CSE 490/590, Spring 2011 CSE 490/590 Computer Architecture Complex Pipelining II Steve Ko Computer Sciences and Engineering University at Buffalo.

Slides:



Advertisements
Similar presentations
Spring 2003CSE P5481 Out-of-Order Execution Several implementations out-of-order completion CDC 6600 with scoreboarding IBM 360/91 with Tomasulos algorithm.
Advertisements

Instruction-level Parallelism Compiler Perspectives on Code Movement dependencies are a property of code, whether or not it is a HW hazard depends on.
© Krste Asanovic, 2014CS252, Spring 2014, Lecture 5 CS252 Graduate Computer Architecture Spring 2014 Lecture 5: Out-of-Order Processing Krste Asanovic.
Computer Architecture: A Constructive Approach Six Stage Pipeline/Bypassing Joel Emer Computer Science & Artificial Intelligence Lab. Massachusetts Institute.
A scheme to overcome data hazards
CSE 490/590, Spring 2011 CSE 490/590 Computer Architecture VLIW Steve Ko Computer Sciences and Engineering University at Buffalo.
CSE 490/590, Spring 2011 CSE 490/590 Computer Architecture Cache III Steve Ko Computer Sciences and Engineering University at Buffalo.
2/28/2013 CS152, Spring 2013 CS 152 Computer Architecture and Engineering Lecture 11 - Out-of-Order Issue, Register Renaming, & Branch Prediction Krste.
Dynamic ILP: Scoreboard Professor Alvin R. Lebeck Computer Science 220 / ECE 252 Fall 2008.
CSE 490/590, Spring 2011 CSE 490/590 Computer Architecture Snoopy Caches I Steve Ko Computer Sciences and Engineering University at Buffalo.
ECE 552 / CPS 550 Advanced Computer Architecture I Lecture 8 Instruction-Level Parallelism – Part 1 Benjamin Lee Electrical and Computer Engineering Duke.

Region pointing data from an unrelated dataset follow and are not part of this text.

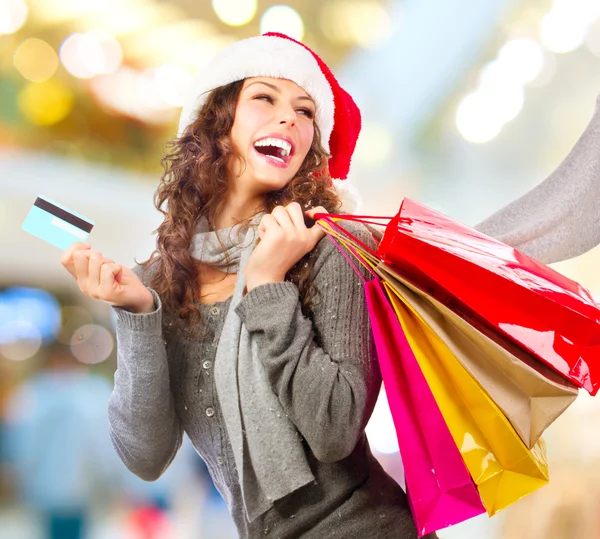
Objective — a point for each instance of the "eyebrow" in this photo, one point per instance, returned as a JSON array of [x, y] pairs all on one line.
[[276, 89]]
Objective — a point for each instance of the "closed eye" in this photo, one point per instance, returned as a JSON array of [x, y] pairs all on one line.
[[265, 97], [307, 112]]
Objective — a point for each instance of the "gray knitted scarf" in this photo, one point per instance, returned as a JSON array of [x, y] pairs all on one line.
[[269, 456]]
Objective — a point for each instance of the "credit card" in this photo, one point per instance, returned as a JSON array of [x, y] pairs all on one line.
[[56, 224]]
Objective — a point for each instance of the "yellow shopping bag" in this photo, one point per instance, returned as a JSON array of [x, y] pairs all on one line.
[[501, 466]]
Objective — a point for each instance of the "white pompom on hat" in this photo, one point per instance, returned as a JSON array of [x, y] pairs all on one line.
[[279, 56]]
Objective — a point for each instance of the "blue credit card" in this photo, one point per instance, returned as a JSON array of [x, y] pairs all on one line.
[[56, 224]]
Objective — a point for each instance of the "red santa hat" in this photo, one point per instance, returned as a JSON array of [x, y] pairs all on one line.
[[279, 56]]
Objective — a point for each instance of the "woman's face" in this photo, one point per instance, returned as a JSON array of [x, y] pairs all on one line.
[[272, 131]]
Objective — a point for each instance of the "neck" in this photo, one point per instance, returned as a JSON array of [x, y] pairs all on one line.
[[238, 207]]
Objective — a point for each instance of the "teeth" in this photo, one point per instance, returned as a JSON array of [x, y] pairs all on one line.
[[285, 146]]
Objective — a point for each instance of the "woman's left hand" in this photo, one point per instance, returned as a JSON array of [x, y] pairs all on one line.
[[284, 239]]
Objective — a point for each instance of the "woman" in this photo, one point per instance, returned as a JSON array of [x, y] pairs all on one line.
[[260, 351], [558, 219]]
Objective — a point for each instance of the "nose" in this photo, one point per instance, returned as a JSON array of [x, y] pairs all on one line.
[[288, 116]]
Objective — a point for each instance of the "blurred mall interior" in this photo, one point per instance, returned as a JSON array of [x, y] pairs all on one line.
[[466, 105]]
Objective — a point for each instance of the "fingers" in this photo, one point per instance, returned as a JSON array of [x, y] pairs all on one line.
[[66, 258], [316, 232], [109, 273], [284, 220], [313, 211], [296, 214]]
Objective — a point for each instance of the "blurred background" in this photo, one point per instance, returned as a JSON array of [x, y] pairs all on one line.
[[466, 105]]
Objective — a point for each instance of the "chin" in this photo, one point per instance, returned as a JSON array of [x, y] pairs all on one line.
[[273, 182]]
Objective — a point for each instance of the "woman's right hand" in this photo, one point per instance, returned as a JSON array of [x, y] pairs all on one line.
[[103, 279]]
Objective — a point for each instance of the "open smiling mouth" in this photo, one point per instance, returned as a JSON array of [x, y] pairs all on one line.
[[276, 151]]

Dyn. Sched. CSE 471 Autumn 0219 Tomasulo’s algorithm “Weaknesses” in scoreboard: –Centralized control –No forwarding (more RAW than needed) Tomasulo’s.

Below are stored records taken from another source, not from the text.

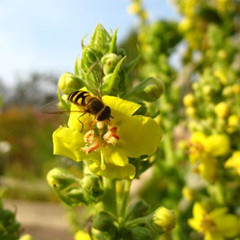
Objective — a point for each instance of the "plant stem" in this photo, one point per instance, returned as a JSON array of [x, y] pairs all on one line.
[[125, 198], [109, 197], [167, 141], [137, 221]]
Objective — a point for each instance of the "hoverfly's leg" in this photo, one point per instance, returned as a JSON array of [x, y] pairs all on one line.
[[81, 121]]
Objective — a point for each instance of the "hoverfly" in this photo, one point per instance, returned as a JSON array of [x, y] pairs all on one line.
[[90, 104], [86, 103]]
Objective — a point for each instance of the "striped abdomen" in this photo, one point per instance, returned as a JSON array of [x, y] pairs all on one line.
[[79, 98]]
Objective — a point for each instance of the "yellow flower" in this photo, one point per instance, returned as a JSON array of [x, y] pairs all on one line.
[[106, 146], [205, 149], [222, 109], [188, 193], [81, 235], [233, 123], [214, 225], [185, 25], [188, 100], [164, 218], [234, 162], [219, 73]]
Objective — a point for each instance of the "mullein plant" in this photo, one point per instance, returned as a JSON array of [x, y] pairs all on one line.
[[157, 41], [213, 116], [113, 152]]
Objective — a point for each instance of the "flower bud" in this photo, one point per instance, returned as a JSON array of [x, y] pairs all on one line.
[[222, 109], [137, 209], [100, 39], [104, 222], [108, 82], [140, 233], [189, 193], [149, 90], [233, 123], [26, 237], [60, 178], [90, 58], [188, 100], [185, 25], [69, 82], [92, 187], [109, 62], [75, 196], [190, 111], [227, 91], [81, 235], [236, 88], [207, 90], [164, 219]]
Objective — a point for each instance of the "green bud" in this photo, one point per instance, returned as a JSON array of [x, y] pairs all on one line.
[[90, 58], [100, 39], [92, 187], [149, 90], [164, 219], [140, 233], [60, 178], [137, 209], [109, 62], [142, 110], [69, 82], [109, 86], [26, 237], [104, 222], [76, 196]]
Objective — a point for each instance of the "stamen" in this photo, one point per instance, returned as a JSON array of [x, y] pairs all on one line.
[[111, 135], [100, 124], [89, 136]]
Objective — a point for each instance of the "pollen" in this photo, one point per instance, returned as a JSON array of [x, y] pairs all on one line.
[[111, 135], [89, 136]]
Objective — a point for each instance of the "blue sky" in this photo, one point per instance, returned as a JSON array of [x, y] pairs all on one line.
[[45, 35]]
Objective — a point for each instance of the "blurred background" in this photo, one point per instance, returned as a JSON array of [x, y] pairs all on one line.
[[39, 41]]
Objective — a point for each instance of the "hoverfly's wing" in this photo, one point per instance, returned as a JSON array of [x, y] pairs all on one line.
[[52, 108], [55, 108]]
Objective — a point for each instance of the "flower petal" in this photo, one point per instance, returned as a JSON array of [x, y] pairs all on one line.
[[217, 145], [139, 135], [113, 171], [112, 156], [68, 142], [228, 225], [120, 108], [78, 120], [213, 236]]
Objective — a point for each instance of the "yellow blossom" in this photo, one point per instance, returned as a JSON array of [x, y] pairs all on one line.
[[106, 146], [189, 100], [234, 161], [219, 73], [222, 109], [214, 225], [81, 235], [188, 193], [205, 149]]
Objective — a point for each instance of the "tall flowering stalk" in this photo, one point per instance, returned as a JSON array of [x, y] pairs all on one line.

COMP25212 Advanced Pipelining Out of Order Processors.
CMSC 611: Advanced Computer Architecture Scoreboard Some material adapted from Mohamed Younis, UMBC CMSC 611 Spr 2003 course slides Some material adapted.
February 28, 2011CS152, Spring 2011 CS 152 Computer Architecture and Engineering Lecture 10 - Complex Pipelines, Out-of-Order Issue, Register Renaming.

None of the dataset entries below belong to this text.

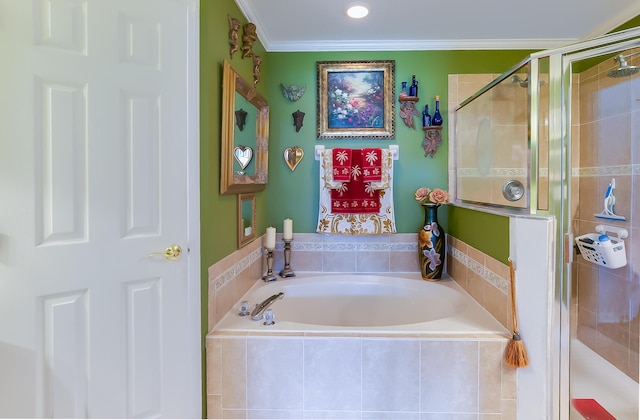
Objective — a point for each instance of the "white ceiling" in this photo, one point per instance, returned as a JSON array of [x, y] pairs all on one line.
[[322, 25]]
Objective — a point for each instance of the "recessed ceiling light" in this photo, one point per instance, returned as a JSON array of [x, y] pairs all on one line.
[[357, 10]]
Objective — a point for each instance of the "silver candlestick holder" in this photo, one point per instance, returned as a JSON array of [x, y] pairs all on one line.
[[269, 276], [287, 271]]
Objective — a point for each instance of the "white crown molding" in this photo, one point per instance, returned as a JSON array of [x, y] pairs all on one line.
[[418, 45], [424, 44], [632, 10]]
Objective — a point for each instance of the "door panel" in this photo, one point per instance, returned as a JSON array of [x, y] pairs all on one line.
[[93, 182]]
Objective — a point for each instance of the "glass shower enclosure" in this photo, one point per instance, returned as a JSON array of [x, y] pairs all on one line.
[[558, 135]]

Microprocessor Microarchitecture Dependency and OOO Execution Lynn Choi Dept. Of Computer and Electronics Engineering.
Instruction-Level Parallelism (ILP)
CSE 490/590, Spring 2011 CSE 490/590 Computer Architecture ILP II Steve Ko Computer Sciences and Engineering University at Buffalo.
February 28, 2012CS152, Spring 2012 CS 152 Computer Architecture and Engineering Lecture 11 - Out-of-Order Issue, Register Renaming, & Branch Prediction.
1 IF IDEX MEM L.D F4,0(R2) MUL.D F0, F4, F6 ADD.D F2, F0, F8 L.D F2, 0(R2) WB IF IDM1 MEM WBM2M3M4M5M6M7 stall.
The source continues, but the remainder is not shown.